Strong Commercial Demand Drives Higher Rent Asking Prices


According to the Commercial Property Guide's Asking Price Index, commercial real estate agents have set asking rents at about 2.5 per cent higher than 3 months ago.

An online commercial property portal, the Commercial Property Guide compile their Asking Price Index with updated weekly data. It measures the change in sentiment of experienced agents who have made tens of thousands of marketing decisions as to the future direction of commercial property.

The index indicates strong demand for commercial space. Australia has undergone a 10 per cent increase in asking rents for commercial property on an annualised basis.

The Commercial Property Guide said this growth is driven by financial services and information technology business expansion. Employment growth is mirrored in the type of workspace that is, and isn't, in demand. Industrial rents are also bubbling along albeit not at quite the same rate as offices. In contrast, retail shop rents have experienced a dramatic decline.

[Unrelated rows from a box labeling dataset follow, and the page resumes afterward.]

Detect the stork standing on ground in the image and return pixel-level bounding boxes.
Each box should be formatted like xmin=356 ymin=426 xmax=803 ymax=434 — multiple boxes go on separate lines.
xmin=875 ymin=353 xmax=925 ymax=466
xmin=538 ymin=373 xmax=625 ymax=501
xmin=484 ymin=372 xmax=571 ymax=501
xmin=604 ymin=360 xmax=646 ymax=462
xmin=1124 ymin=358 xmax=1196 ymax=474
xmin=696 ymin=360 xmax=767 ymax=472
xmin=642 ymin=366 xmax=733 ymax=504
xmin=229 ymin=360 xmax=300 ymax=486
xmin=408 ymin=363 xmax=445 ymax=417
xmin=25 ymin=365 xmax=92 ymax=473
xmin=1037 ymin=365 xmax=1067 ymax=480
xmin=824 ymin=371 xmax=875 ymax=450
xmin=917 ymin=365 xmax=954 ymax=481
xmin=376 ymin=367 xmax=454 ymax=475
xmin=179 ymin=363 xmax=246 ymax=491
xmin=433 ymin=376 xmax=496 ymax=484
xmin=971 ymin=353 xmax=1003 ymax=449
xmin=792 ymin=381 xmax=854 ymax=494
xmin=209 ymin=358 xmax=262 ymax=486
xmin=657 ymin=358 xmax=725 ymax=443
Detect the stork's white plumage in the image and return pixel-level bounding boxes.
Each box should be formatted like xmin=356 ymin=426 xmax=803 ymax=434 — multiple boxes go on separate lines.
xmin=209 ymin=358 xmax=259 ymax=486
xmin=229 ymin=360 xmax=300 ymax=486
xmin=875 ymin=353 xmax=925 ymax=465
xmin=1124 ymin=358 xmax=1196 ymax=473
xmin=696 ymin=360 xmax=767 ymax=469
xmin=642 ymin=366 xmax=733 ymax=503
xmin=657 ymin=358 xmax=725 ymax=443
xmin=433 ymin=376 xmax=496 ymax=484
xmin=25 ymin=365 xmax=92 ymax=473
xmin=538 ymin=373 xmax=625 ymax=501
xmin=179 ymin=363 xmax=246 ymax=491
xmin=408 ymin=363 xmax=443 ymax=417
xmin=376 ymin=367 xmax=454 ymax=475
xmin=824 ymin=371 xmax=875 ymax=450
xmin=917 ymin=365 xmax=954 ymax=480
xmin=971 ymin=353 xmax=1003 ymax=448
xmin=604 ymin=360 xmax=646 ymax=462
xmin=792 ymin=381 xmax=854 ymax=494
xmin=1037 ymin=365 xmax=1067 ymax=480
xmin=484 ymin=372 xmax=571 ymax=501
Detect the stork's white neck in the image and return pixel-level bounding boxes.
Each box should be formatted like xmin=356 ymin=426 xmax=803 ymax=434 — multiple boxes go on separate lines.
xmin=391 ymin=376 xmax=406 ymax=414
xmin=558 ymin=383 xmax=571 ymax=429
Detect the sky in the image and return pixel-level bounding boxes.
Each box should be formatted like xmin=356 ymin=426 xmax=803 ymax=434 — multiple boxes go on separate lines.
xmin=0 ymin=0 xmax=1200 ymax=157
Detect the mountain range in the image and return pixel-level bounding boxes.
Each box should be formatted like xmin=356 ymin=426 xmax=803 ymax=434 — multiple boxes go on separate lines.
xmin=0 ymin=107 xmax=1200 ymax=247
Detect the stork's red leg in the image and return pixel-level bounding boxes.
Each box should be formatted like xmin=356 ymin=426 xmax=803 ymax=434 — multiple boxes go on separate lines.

Office Rents Grow While Retail Declines
Up until December 2016, industrial, retail and office property types had roughly similar asking rent increases. Since then each of the major property types have followed very different trajectories.

Every six months for the past several years industrial, office and retail asking prices have converged. So that in July 2015, December 2016, July 2016 and then again in December 2016 all three property types converged to have almost identical growth expectations.

This time is different. The pattern has been broken in this winter, as each of the major property types have diverged in their asking rent expectations. Although retail may have initially been too pessimistic.


In July, office rent asking prices were at their highest ever in three years of measuring. This year office rents have broken out of their cyclical range of the past few years. In September office rents have come down to a mere 14% per annum from their previous record increase of 6% in 3 months (which is equivalent to an annual rate of 24%).
The “Death by Amazon” effect has seen asking rents for retail experience a very steep downhill ride. Commercial real estate agents are fearing the worst. Pessimistic media reports from the US for example highlighting that major shop-front auto parts chains such as Auto Zone have been replaced by Amazon as the main retail channel.
Industrial rent expectations are also at the highest level in three years, having grown by about 3% over the previous three months. The months leading up to August showed a steady increase since its lowest point which was at zero growth earlier in the year.
Major Cities
There is a trend towards similar national growth rates in the asking rent across the three major markets of Melbourne, Sydney and Brisbane.
The oft-reported price increases of Sydney real estate is reflected in asking price for office rents. The trend this year has been upward with a starting point of 8% per annum in January 2017. There has been an overall surge in Sydney commercial rent that peaked at around 16% per annum in May. In September asking price for rents have stabilised at the national average.


Not as widely reported as Sydney, asking prices for leases in Melbourne have been increasing at about 8% annually. Volatility in 2017 has been much less than in the previous years. There has been little variation in the rate of increase from one month to the next.
Brisbane commercial rent increases are recovering and now match those of Melbourne. There has been a steady rise from a three monthly change of about 1% (equivalent of 4% p.a.) in 2016 to a current rate of growth of 2% increase in the past three months which is an annualised rate of 8%.